Au quotidien, la fiche de poste d’un conservateur est d’une remarquable amplitude intellectuelle et opérationnelle : il dresse l’inventaire et veille à la conservation préventive et curative des inestimables collections dont il a la charge (contrôle du climat, de la lumière, restauration), décide de la politique d’acquisition (achats, dons, legs) pour enrichir les fonds, et mène des recherches scientifiques fondamentales qui font autorité dans sa spécialité.Il est également un acteur central de la diffusion de la culture : il assure le commissariat d’expositions temporaires grand public, rédige les catalogues scientifiques, supervise la scénographie, et oriente la politique de médiation pour rendre ces œuvres accessibles au plus grand nombre.
Les principaux recruteurs de cette élite patrimoniale sont exclusivement ancrés dans la sphère publique : l’État (via le ministère de la Culture pour les grands musées nationaux comme le Louvre ou Orsay, les Archives Nationales, et les Directions Régionales des Affaires Culturelles – DRAC pour la protection des monuments historiques) et les collectivités territoriales, qui emploient la majorité des conservateurs pour diriger le très vaste réseau des musées labellisés “Musée de France”, les archives départementales ou municipales, et les services d’archéologie préventive métropolitains.Concernant les offres d’emploi à pourvoir, l’accès à ce métier statutaire est régi par le système méritocratique et ultra-sélectif des concours de la fonction publique (d’État ou territoriale), organisés principalement par l’Institut National du Patrimoine (INP).
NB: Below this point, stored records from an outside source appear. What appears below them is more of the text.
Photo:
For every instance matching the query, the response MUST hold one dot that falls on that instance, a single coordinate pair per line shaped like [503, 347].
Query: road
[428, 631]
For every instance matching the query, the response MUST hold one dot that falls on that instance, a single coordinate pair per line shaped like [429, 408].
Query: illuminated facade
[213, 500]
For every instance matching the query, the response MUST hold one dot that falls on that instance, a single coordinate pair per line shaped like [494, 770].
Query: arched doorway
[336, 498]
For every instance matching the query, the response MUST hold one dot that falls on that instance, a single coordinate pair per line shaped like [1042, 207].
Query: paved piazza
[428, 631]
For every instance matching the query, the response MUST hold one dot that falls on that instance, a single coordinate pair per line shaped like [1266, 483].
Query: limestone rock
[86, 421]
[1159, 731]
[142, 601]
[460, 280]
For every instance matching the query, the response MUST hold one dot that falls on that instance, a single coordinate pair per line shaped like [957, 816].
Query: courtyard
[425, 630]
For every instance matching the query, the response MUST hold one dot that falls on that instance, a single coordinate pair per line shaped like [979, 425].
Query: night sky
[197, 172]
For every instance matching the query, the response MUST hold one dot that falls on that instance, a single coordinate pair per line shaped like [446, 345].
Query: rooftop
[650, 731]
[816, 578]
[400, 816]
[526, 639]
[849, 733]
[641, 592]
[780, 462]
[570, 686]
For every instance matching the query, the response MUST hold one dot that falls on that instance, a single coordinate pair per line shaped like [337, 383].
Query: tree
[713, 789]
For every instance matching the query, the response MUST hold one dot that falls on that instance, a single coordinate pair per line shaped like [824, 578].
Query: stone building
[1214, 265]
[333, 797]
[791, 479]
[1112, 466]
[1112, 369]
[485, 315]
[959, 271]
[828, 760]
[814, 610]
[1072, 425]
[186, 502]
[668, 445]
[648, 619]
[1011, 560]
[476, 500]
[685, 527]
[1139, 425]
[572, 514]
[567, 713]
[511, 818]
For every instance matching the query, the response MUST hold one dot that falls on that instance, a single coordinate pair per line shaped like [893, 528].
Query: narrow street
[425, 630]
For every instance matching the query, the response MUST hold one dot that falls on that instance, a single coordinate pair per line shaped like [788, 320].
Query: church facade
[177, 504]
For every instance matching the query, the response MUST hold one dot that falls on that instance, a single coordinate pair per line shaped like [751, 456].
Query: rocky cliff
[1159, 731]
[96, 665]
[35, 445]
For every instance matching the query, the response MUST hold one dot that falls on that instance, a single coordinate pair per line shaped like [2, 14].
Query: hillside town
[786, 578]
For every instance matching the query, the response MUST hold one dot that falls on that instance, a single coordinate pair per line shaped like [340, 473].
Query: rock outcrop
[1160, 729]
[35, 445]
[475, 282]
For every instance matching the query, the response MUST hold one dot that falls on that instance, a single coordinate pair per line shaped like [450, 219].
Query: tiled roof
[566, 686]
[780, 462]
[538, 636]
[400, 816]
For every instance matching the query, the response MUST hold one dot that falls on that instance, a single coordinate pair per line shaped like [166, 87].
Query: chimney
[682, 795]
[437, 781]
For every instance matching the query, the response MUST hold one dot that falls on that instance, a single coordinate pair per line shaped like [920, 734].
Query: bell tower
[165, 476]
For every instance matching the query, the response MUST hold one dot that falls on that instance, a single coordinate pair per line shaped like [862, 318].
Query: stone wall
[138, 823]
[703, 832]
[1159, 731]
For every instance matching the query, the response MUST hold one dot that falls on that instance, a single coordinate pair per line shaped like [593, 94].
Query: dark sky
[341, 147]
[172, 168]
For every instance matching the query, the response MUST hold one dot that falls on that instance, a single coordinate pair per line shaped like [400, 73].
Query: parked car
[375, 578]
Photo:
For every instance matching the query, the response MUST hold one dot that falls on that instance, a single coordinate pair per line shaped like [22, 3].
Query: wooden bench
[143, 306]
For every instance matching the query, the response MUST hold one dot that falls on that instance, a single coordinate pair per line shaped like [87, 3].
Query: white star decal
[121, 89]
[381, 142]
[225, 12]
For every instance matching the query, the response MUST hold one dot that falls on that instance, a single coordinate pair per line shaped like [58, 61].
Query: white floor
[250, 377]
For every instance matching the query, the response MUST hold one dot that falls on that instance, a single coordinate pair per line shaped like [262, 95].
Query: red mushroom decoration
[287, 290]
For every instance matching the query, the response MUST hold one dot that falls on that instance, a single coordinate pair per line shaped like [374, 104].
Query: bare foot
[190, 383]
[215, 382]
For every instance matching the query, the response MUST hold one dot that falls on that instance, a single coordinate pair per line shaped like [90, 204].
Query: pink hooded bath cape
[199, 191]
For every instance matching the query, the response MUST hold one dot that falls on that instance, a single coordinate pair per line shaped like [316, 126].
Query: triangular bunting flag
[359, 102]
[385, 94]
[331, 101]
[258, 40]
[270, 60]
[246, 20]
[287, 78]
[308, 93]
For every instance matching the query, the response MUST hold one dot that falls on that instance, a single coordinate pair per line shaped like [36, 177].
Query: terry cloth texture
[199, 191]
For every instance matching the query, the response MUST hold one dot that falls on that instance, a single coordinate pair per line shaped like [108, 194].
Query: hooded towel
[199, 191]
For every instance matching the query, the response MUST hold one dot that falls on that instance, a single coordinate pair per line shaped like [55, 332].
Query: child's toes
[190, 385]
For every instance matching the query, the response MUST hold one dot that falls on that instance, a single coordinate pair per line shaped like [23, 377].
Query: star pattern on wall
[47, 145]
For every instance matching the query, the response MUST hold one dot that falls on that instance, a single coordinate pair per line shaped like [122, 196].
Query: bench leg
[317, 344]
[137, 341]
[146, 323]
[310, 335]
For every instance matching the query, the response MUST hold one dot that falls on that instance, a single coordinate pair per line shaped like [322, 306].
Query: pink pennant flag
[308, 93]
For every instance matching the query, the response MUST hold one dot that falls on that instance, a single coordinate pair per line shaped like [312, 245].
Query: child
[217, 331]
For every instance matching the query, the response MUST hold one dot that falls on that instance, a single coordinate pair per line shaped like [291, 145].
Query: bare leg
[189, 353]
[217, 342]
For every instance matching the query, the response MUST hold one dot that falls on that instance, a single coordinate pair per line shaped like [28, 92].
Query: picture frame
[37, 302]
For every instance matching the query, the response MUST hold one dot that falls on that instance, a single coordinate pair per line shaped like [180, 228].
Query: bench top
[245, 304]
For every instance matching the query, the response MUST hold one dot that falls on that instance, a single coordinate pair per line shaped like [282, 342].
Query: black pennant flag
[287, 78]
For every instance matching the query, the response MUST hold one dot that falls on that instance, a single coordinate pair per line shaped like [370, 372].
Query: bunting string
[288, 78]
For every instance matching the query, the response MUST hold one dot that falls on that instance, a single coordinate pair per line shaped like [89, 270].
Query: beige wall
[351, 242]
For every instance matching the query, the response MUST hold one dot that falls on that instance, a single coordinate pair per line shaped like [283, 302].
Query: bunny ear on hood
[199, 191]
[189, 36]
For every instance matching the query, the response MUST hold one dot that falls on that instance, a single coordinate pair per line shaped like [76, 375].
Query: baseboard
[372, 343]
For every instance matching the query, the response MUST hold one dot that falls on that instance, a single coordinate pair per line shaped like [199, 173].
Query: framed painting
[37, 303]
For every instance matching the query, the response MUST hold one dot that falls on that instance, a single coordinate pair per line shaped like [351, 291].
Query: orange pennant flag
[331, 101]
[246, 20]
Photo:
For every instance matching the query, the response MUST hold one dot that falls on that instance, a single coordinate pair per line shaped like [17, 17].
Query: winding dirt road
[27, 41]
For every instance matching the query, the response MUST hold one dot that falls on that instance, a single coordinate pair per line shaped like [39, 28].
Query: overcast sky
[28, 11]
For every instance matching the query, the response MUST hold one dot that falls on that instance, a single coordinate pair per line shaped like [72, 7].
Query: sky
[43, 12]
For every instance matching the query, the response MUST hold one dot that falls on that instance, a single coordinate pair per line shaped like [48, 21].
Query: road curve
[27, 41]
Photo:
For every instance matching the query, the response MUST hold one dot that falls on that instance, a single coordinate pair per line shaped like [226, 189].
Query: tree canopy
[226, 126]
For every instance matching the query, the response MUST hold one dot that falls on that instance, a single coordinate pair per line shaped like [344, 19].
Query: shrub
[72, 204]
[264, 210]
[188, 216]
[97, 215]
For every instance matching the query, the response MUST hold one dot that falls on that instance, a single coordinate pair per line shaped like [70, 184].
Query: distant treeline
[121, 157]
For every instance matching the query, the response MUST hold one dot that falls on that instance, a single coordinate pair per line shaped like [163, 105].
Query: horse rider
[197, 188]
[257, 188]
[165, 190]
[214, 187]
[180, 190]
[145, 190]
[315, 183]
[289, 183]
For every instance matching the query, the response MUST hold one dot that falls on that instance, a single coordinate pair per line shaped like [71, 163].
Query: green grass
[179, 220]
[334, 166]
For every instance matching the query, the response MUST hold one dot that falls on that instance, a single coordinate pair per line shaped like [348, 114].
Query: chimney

La réussite à ces concours garantit une carrière d’une grande stabilité en tant que cadre de catégorie A+ (contrat à durée indéterminée de droit public ou statut de fonctionnaire titulaire), offrant des perspectives d’évolution vers des postes de haute direction d’établissements publics culturels.Face à des besoins très spécifiques, les musées publient également des offres en contrat à durée déterminée (CDD) de droit public pour des attachés de conservation ou des chargés de recherche contractuels missionnés sur l’élaboration scientifique d’une exposition temporaire ciblée.